On peut citer Marco Polo avec son livre des Merveilles.

Son livre est intitulé Le devisement du monde ou le livre des merveilles.

(devisement étant du vieux français qui signifie les choses vues et entendues.).

- La relation de voyage est-elle toujours un livre destiné au public?

On peut avancer que non car Christophe Colomb n'écrit pas de livre mais seulement des lettres à ses protecteurs dans lesquelles il partage ses découvertes.

- Quel est le but d'un récit de voyage? Les relations de voyage doivent favoriser l'évasion du lecteur. Ex, le livre des merveilles de Marco Polo. Cela suppose un mélange de faits authentiques et de références mythologiques.

- Par quelle intention la relation de voyage est-elle motivée?

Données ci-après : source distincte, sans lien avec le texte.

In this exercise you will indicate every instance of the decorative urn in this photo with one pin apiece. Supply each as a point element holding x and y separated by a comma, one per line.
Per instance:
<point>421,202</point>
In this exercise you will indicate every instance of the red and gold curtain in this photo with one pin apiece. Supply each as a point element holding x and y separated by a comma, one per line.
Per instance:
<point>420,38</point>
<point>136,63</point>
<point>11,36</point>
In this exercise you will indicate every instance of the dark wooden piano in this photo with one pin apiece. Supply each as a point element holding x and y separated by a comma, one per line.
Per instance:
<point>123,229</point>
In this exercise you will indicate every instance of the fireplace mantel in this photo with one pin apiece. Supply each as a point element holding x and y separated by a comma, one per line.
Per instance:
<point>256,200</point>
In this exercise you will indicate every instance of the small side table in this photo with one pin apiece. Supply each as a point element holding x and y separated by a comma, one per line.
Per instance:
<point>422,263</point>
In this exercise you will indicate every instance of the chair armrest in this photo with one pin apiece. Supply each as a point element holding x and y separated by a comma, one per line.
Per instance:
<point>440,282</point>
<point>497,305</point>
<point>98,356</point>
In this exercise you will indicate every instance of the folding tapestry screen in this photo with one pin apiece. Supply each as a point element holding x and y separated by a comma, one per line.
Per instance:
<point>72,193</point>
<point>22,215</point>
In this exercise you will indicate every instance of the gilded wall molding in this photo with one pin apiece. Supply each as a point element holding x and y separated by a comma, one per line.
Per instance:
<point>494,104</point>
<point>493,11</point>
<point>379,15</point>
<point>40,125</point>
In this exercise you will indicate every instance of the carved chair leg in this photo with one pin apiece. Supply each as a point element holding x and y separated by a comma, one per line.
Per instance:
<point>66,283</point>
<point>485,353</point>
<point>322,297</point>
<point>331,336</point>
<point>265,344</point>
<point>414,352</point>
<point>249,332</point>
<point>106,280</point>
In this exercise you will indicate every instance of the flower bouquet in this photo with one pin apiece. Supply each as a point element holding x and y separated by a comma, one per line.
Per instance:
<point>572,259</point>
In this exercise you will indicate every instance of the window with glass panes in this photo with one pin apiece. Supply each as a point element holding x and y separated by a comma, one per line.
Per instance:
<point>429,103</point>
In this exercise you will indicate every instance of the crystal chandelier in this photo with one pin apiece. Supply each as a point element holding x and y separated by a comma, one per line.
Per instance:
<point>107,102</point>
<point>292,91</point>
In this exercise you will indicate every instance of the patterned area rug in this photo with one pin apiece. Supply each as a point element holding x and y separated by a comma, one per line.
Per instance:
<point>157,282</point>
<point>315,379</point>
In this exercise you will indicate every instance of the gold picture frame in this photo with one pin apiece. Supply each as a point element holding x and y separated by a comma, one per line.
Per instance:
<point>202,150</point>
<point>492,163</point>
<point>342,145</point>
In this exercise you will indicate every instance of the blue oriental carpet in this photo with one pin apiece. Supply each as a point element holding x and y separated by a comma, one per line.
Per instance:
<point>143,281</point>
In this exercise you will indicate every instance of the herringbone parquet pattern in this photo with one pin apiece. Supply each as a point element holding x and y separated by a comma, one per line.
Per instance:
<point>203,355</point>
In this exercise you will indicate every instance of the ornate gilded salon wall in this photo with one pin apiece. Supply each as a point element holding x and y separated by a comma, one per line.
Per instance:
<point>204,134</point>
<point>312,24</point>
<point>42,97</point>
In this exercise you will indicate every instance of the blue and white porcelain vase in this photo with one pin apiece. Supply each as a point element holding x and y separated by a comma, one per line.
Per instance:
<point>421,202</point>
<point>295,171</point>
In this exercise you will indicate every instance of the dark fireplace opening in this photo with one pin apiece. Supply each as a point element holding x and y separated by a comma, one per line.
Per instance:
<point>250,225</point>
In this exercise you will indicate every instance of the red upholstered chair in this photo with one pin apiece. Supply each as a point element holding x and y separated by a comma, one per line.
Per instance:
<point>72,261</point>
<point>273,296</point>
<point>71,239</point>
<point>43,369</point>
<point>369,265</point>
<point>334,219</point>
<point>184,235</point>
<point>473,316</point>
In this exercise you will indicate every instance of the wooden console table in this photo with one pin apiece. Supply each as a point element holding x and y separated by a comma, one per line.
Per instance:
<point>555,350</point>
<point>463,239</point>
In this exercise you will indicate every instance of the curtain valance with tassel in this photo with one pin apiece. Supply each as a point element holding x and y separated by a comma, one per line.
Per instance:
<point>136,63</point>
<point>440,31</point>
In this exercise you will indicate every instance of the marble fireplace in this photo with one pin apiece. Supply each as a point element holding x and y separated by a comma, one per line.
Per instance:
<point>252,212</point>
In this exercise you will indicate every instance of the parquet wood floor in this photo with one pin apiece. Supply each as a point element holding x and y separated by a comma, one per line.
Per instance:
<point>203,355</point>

Si l'on se réfère à Jean de Léry, son intention était de prendre la défense des Amérindiens contre les préjugés des occidentaux. Si au contraire, cherche l'intention chez Christophe Colomb, on dira que ce dernier recherche davantage la conquête Européenne du Nouveau Monde.

- De qui Cyrano de Bergerac s'est-il inspiré pour écrire L'autre monde ou les états et empires de la lune?

Il s'est inspiré de Lucien de Samosate qui écrit l'Histoire véritable, il s'agit d'une exploration lunaire. On peut affirmer que cet ouvrage est annonciateur des romans de science fiction.